Of the resources consumed in data mining projects, the most precious
(read: "expensive") is time, especially the time of the human analyst.
Hence, a significant question for the analyst is how best to allocate
his or her time.
Long and continuing experience
indicates clearly that the most productive use of time in such work is
that dedicated to data preparation. I apologize if this seems like an
old topic to the reader, but it is an important lesson which seems to be
forgotten annually, as each new technical development presents itself. A
surprising number of authors- particularly the on-line variety- come to
the conclusion that "the latest thing"* will spare us from needing to
prepare and enhance the data.
I offer, as yet another
data point in favor of this perspective a recent conversation I had
with a colleague. He and a small team conducted parallel modeling
efforts for a shared client. Using the same base data, they constructed
separate predictive models. His model and theirs achieved similar test
performance. The team used a random forest, while he used
logistic regression, one of the simplest modeling techniques. The team
was perplexed at the similarity in model performance. My associate asked
them how they had handled missing values. They responded that they
filled them in. He asked exactly how they had filled the missing values.

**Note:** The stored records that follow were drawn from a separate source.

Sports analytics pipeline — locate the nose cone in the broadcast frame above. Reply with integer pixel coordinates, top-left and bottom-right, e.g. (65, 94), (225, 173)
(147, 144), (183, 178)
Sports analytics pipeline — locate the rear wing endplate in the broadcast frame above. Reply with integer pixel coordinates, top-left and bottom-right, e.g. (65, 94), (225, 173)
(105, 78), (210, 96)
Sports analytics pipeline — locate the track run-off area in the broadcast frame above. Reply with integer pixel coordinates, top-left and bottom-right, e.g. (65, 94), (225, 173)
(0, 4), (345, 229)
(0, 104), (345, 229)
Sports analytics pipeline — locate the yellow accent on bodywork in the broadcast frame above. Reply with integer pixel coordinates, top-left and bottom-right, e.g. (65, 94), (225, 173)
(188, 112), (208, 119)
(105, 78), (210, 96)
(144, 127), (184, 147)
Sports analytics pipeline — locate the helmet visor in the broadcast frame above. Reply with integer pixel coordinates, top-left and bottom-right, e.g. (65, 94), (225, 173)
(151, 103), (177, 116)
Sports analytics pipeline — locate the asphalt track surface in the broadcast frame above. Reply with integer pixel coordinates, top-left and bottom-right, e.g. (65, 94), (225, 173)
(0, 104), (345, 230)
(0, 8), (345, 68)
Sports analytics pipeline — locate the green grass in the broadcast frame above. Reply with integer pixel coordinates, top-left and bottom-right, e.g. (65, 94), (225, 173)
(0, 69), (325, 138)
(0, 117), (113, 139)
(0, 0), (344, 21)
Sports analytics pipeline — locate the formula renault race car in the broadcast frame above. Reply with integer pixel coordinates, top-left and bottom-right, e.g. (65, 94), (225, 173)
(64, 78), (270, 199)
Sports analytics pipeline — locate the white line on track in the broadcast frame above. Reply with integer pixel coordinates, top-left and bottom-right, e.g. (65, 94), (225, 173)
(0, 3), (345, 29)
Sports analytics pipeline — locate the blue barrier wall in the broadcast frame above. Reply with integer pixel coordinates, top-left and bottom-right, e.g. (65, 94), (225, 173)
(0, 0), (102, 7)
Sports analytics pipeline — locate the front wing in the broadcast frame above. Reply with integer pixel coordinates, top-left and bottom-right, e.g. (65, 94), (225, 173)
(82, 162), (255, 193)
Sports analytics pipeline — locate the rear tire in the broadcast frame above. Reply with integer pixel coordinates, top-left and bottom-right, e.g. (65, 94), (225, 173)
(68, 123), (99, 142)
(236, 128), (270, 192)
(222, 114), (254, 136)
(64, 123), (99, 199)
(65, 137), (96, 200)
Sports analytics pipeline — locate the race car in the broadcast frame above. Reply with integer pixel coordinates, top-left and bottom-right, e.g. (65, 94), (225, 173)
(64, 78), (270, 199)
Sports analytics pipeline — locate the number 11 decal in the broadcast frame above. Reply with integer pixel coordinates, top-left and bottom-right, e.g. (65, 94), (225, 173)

The response was that they set them all to zeros (!). By not taking the
time and effort to comprehensively address this issue, they had forced
their model to do the significant extra work of filling in these gaps
itself. Consider that some fraction of their data budget was spent on fixing this mistake, rather than being used to create a better model. Note, too, that it is far easier (less code, less input
variables to monitor, less to go wrong) to deploy a modestly-sized
logistic regression than any random forest.
Given this
context, it is curious to note that so much of what is published (again,
especially on-line; think of titles such as: "The 10 Learning
Algorithms Every Data Scientist Must Know") and so many job listings
emphasize- almost to the point of exclusivity- learning algorithms, as
opposed to practical questions of data sampling, data preparation and
enhancement, variable reduction, solving the business problem (instead of the technical one) or ability to deploy the final product.
*
For "the latest thing", you may fill in, variously, neural networks,
decision trees, SVM, random forests, GPUs, deep learning or whatever
comes out as next year's "next big thing".